ECLI:NL:CRVB:2007:BB5485

Centrale Raad van Beroep

Datum uitspraak
10 oktober 2007
Publicatiedatum
5 april 2013
Zaaknummer
06-5459 ALGEM 06-5460 ALGEM 06-5461 ALGEM
Instantie
Centrale Raad van Beroep
Type
Uitspraak
Rechtsgebied
Bestuursrecht; Socialezekerheidsrecht
Procedures
  • Hoger beroep
Rechters
Vindplaatsen
  • Rechtspraak.nl
AI samenvatting door LexboostAutomatisch gegenereerd

Verzekeringsplicht van internationale chauffeurs binnen vennootschappen en de gezagsverhouding

In deze zaak gaat het om de verzekeringsplicht van internationale chauffeurs die werkzaam zijn binnen vennootschappen. De betrokkenen, die een internationaal transportbedrijf exploiteren, zijn vennoten waarvan de meeste als internationaal chauffeur werken. Appellant, het Uitvoeringsinstituut werknemersverzekeringen, heeft een onderzoek ingesteld naar de arbeidsverhouding van deze chauffeurs en concludeerde dat zij in privaatrechtelijke dienstbetrekking werkzaam zijn, wat leidde tot correctienota's en besluiten op bezwaar. De rechtbank Leeuwarden heeft deze besluiten vernietigd, omdat er onvoldoende bewijs was voor een gezagsverhouding tussen de chauffeurs en de betrokkenen.

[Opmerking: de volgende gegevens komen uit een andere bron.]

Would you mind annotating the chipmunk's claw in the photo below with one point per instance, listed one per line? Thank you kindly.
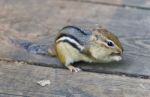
(73, 69)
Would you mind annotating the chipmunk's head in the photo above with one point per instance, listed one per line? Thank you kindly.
(106, 47)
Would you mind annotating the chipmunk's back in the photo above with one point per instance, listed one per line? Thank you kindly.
(78, 34)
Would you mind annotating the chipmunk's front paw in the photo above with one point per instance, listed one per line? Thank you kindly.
(73, 69)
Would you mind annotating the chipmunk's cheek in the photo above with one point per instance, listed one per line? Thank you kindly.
(116, 58)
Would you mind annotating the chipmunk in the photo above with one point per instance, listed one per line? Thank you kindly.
(75, 44)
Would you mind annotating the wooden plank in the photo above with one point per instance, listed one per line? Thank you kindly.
(39, 21)
(139, 4)
(20, 79)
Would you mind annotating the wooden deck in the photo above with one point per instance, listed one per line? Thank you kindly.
(38, 21)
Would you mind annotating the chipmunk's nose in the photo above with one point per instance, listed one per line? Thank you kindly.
(118, 52)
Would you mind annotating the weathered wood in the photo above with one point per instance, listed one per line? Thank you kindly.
(19, 80)
(140, 4)
(38, 21)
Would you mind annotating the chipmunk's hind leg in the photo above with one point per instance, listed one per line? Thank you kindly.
(65, 56)
(52, 52)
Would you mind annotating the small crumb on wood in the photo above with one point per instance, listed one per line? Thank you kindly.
(44, 82)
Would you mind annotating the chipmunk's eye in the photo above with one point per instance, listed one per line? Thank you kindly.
(110, 43)
(97, 37)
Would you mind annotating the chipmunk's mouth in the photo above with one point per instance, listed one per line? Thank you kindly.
(115, 54)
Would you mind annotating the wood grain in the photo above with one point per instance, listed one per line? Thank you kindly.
(19, 80)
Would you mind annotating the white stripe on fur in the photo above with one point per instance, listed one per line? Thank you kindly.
(71, 40)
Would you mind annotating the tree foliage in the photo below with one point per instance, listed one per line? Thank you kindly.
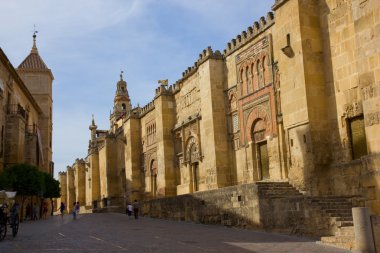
(26, 179)
(52, 189)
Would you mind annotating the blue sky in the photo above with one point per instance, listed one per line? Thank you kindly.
(86, 44)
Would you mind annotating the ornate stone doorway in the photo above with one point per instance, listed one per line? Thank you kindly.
(194, 166)
(258, 135)
(153, 178)
(263, 159)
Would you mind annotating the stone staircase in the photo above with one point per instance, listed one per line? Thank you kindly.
(277, 190)
(339, 210)
(335, 210)
(109, 209)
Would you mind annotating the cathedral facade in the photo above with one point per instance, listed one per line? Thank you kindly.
(294, 98)
(26, 112)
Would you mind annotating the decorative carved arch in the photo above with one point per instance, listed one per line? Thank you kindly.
(192, 153)
(232, 100)
(153, 167)
(148, 166)
(257, 114)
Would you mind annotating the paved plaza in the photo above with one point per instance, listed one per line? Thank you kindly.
(112, 232)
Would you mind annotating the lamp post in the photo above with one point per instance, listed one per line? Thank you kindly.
(41, 195)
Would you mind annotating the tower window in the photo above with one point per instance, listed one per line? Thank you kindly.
(357, 137)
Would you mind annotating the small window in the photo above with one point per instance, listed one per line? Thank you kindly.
(235, 123)
(357, 137)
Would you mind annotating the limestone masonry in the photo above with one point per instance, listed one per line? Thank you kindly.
(294, 100)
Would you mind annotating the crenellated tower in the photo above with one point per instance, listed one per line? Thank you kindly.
(122, 102)
(39, 80)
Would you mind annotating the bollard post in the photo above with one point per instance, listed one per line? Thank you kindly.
(363, 230)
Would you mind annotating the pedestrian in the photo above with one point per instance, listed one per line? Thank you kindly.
(44, 210)
(35, 211)
(77, 207)
(28, 212)
(62, 209)
(136, 209)
(129, 210)
(74, 210)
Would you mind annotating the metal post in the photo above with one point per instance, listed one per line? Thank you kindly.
(363, 231)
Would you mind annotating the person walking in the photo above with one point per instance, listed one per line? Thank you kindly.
(62, 209)
(74, 210)
(77, 208)
(35, 211)
(44, 210)
(129, 210)
(28, 212)
(136, 209)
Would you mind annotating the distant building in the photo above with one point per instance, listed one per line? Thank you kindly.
(293, 99)
(26, 117)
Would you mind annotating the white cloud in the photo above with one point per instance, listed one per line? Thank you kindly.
(87, 42)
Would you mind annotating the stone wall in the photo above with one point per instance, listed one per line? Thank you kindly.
(355, 178)
(243, 206)
(376, 231)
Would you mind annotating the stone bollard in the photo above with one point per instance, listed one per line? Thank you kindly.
(363, 231)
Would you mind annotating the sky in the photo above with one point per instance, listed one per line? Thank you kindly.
(87, 43)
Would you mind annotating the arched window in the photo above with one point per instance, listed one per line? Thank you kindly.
(247, 82)
(242, 84)
(259, 74)
(253, 77)
(264, 70)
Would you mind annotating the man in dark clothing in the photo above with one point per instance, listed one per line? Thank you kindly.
(136, 209)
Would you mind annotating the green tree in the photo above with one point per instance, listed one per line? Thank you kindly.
(52, 189)
(26, 179)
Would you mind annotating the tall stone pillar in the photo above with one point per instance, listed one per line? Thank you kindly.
(165, 121)
(63, 183)
(363, 230)
(214, 134)
(71, 198)
(80, 181)
(134, 177)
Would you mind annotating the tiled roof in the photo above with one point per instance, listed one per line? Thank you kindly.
(33, 61)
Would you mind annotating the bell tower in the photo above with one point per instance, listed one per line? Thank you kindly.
(39, 80)
(121, 102)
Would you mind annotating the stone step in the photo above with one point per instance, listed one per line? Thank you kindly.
(271, 183)
(344, 242)
(344, 218)
(331, 201)
(280, 191)
(346, 231)
(336, 206)
(342, 211)
(344, 224)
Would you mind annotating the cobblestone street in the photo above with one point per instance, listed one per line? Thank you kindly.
(114, 232)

De Centrale Raad van Beroep bevestigt het oordeel van de rechtbank. De Raad stelt vast dat de chauffeurs niet onder gezag staan van de vennoten, aangezien zij zelfstandig hun werkzaamheden uitvoeren en geen instructies hoeven op te volgen. De chauffeurs hebben eigen vrachtauto's en zijn niet in vaste loondienst. De vennootschappen worden gezamenlijk geëxploiteerd, en de chauffeurs bepalen zelf hun rijtijden en opdrachten. De Raad concludeert dat er geen sprake is van een gezagsverhouding, wat essentieel is voor het aannemen van een privaatrechtelijke dienstbetrekking.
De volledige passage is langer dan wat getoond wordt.